We conduct experiments in e-commerce on Amazon Search data and find the RankFormer to be superior to all baselines offline.
- Score: 2.9005223064604078
- License: http://arxiv.org/licenses/nonexclusive-distrib/1.0/
- Abstract: Web applications where users are presented with a limited selection of items
have long employed ranking models to put the most relevant results first. Any
feedback received from users is typically assumed to reflect a relative
judgement on the utility of items, e.g. a user clicking on an item only implies
it is better than items not clicked in the same ranked list. Hence, the
objectives optimized in Learning-to-Rank (LTR) tend to be pairwise or listwise.
Yet, by only viewing feedback as relative, we neglect the user's absolute
feedback on the list's overall quality, e.g. when no items in the selection are
clicked. We thus reconsider the standard LTR paradigm and argue the benefits of
learning from this listwide signal. To this end, we propose the RankFormer as
an architecture that, with a Transformer at its core, can jointly optimize a
novel listwide assessment objective and a traditional listwise LTR objective.

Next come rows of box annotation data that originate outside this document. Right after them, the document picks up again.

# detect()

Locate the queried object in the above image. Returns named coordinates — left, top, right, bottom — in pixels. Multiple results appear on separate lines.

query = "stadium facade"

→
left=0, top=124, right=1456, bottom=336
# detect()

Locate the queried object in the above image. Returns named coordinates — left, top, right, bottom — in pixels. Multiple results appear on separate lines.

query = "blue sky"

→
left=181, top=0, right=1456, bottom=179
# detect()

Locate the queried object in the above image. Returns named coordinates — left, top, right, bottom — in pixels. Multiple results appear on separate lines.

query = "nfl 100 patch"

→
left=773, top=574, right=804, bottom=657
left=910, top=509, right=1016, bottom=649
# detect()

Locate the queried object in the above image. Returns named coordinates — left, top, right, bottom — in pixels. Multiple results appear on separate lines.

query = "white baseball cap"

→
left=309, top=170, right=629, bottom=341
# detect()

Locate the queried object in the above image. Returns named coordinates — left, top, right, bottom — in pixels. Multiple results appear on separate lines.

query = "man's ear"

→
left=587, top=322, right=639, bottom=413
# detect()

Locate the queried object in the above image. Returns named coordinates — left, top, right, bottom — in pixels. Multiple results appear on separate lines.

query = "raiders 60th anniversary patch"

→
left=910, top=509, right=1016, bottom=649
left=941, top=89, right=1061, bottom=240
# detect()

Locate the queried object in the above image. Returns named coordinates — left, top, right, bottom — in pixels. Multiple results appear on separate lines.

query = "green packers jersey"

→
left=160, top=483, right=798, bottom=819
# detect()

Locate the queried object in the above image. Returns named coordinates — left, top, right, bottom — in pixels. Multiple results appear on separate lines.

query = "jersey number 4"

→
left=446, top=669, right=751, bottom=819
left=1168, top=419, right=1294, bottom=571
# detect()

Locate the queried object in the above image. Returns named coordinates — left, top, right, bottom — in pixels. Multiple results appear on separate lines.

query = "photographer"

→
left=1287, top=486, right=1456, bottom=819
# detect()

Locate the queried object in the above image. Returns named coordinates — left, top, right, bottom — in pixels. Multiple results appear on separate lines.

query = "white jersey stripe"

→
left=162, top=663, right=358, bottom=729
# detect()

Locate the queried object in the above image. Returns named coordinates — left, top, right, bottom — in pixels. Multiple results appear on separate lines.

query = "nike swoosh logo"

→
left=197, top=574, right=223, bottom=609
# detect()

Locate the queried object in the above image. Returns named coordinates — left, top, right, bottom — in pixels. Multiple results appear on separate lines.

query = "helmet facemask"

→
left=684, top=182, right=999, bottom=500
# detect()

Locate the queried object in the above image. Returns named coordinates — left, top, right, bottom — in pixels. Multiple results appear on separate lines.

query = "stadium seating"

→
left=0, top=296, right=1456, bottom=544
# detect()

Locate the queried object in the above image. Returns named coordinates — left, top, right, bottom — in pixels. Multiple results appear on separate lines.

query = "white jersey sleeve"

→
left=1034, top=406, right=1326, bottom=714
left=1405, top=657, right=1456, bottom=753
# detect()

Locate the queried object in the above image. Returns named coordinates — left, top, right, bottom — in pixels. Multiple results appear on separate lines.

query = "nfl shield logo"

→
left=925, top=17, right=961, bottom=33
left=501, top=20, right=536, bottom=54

We simulate implicit feedback on public datasets and observe that the
RankFormer succeeds in benefitting from listwide signals. Additionally, we
conduct experiments in e-commerce on Amazon Search data and find the RankFormer
to be superior to all baselines offline. An online experiment shows that
knowledge distillation can be used to find immediate practical use for the
RankFormer.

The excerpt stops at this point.